Yürüyüşün güzergahı boyunca siyasi iktidarın oy oranının büyük olduğu yerlerden geçildi. Yürüyüşü onaylamayanların pasif kalarak, gelip aktif olarak müdahale etmemesi demokratik açıdan çok önemliydi. Beklenilenin aksine büyük bir olay yaşanmadı. Yürüyüşün başladığı andan mitinge kadar ki süreçte hiçbir büyük olay çıkmadı, bir tek adli olay yaşanmadı. Bir sorun çıkmadan bu süreç tamamlandı. Emniyet kuvvetleri ve yürüyen kitle arasında pozitif bir ilişki oldu. Karşılıklı yardımlaşma oldu. Farklı düşünce yapısına sahip insanlar bir aradaydı. Bu toplumsal barış açısından çok önemliydi.
Sahiplenişin büyüklüğü artı değerdir, geleceğe dair umuttur. Ülkeyi yönetenlerin bundan ders çıkarmaları ve bu yürüyüşü doğru okumaları lazım.
Bundan sonra bu talepler sık sık dile getirilmeli. Adalet bir kavram ve bu kavramın altının doldurulması için gereken somut isteklerin ortaya çıkması gerekiyor. Kılıçdaroğlu’nun ortaya koyduğu 10 madde bu somut istekleri de ortaya çıkarıyor.
Bu sürecin en fazla zararını gören tutuklu gazetecilerdir. Ne yazık ki haberi göremeyecek bir basın yayın organı var. 25 günlük yürüyüş, 2 milyon insanın katıldığı bir olay haber olamıyor. Gazeteci kimliğini taşıyan her meslektaşımızın bunu düşünmesi lazım.
Gazetecilik bir meslek, bir görev alanının dışında bir iş ve ticaret alanına dönüştüğü için bu yayın organları bu büyük olayı göremediler.

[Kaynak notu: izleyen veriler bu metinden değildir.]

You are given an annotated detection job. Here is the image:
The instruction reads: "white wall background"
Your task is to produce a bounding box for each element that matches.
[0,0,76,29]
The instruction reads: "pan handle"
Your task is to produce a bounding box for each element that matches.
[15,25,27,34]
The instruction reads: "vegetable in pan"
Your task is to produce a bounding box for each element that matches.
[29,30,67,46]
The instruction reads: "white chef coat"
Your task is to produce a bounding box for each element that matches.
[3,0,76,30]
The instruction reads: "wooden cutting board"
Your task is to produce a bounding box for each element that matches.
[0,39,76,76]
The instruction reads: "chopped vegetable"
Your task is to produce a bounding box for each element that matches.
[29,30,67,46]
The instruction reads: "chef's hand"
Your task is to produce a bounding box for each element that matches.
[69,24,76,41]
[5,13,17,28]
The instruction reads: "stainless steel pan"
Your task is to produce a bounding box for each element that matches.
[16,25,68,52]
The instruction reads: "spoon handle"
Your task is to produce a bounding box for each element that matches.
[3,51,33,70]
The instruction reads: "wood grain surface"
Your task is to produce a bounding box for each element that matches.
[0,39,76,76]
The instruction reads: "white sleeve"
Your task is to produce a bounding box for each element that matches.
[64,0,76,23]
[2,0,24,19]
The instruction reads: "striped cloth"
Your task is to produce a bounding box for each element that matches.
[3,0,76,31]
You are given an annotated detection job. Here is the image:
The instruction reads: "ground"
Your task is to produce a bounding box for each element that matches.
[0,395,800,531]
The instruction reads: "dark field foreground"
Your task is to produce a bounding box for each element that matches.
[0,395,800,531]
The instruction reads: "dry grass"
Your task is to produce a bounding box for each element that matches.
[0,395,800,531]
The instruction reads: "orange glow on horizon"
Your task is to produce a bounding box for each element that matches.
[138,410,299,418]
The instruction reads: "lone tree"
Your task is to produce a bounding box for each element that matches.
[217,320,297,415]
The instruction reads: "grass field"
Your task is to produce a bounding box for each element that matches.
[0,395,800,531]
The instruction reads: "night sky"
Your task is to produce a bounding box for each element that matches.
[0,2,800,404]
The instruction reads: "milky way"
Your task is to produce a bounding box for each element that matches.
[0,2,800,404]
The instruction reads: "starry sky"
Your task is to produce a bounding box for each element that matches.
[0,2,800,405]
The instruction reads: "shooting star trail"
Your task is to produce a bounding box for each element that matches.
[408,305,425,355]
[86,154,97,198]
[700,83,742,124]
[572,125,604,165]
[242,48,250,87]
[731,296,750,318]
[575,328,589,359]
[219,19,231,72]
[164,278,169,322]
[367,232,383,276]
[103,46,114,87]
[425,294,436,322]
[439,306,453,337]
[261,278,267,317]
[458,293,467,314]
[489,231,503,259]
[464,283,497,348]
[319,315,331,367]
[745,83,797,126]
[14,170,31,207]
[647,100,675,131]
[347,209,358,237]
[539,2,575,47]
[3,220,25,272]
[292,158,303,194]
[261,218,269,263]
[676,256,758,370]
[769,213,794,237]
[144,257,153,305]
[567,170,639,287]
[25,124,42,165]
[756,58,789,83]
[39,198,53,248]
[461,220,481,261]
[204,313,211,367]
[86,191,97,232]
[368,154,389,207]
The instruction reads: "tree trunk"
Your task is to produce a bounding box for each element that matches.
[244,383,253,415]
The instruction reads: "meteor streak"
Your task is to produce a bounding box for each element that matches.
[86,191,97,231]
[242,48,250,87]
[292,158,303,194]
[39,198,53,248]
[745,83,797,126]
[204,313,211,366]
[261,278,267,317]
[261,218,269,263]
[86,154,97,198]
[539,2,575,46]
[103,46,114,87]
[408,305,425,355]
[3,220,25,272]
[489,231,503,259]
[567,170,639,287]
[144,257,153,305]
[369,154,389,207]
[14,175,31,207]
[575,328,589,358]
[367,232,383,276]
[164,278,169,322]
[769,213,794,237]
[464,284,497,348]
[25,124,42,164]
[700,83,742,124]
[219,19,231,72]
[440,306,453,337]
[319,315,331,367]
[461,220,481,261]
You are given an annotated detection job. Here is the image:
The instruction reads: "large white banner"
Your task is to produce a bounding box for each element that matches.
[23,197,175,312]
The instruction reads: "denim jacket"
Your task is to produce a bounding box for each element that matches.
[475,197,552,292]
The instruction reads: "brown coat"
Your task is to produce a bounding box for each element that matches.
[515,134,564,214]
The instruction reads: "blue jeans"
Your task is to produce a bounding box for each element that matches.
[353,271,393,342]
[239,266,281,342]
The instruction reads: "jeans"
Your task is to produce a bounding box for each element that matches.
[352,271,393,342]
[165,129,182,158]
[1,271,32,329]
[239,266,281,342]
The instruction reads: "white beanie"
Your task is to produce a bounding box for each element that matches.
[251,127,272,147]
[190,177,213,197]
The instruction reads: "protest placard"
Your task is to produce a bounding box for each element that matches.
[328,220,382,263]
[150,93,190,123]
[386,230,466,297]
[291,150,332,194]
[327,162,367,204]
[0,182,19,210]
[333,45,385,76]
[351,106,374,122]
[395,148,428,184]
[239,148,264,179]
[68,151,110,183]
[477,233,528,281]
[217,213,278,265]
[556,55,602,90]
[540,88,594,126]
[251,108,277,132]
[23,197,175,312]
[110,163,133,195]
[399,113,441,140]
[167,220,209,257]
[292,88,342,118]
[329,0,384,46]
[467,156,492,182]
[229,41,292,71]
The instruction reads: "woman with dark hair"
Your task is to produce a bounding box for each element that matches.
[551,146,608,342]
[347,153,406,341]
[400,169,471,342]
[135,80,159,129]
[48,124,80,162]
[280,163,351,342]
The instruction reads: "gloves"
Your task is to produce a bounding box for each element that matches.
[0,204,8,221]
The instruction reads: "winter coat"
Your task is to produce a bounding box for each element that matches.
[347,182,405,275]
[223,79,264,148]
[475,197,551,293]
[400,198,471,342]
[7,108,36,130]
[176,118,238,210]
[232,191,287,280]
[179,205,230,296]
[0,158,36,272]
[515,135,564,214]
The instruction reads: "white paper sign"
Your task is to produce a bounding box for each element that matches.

Kendi ticari kaygıları ve var olan siyasi iktidar ile olan ilişkileri böyle büyük bir olayın gözükmemesini sağladı.
Gazetecilik halkın haber alma hakkını sağlamak için yapılır. Bu yapılan eksiklik halkın haber alma hakkının yerine getirilmemesidir. Buna en çok da halkın itiraz etmesi gerekir. Gazetecilik, doğru ve gerçek haberin halka ulaşmasıdır. Bunu yapmıyorsanız, bir siyasi parti iktidarının beklentisi doğrultusunda haber yapmak gazetecilik değildir, o partinin sözcülüğünü yapmaktır. Bunun adına gazetecilik deme şansımız yok. Türkiye’de bu kirlenişlikten kurtulmamız lazım.
Biz gazeteciler olarak kamu görevi yapan bir meslek grubuyuz. Kamu görevinde olması gereken de basın ahlak ilkelerine, etiğine, gerçeğine, doğrusuna sahip çıkılarak yapılmasıdır. Topluma ve demokrasiye karşı gerçek görevimizi yerine getirelim.
Birilerin istekleri doğrultusunda yayın yapmayan gazetecilerin yaptığı haber halkın kendisi için yapılan haberdir, kişiler için değildir. Halkımız gazetecilere ne kadar sahip çıkarsa; yaşamına, demokrasiye ve yarınlara da o kadar sahip çıkacaktır. Halkımız kendi haber hakkını savunan gazeteciye ve yayın organlarına sahip çıksın."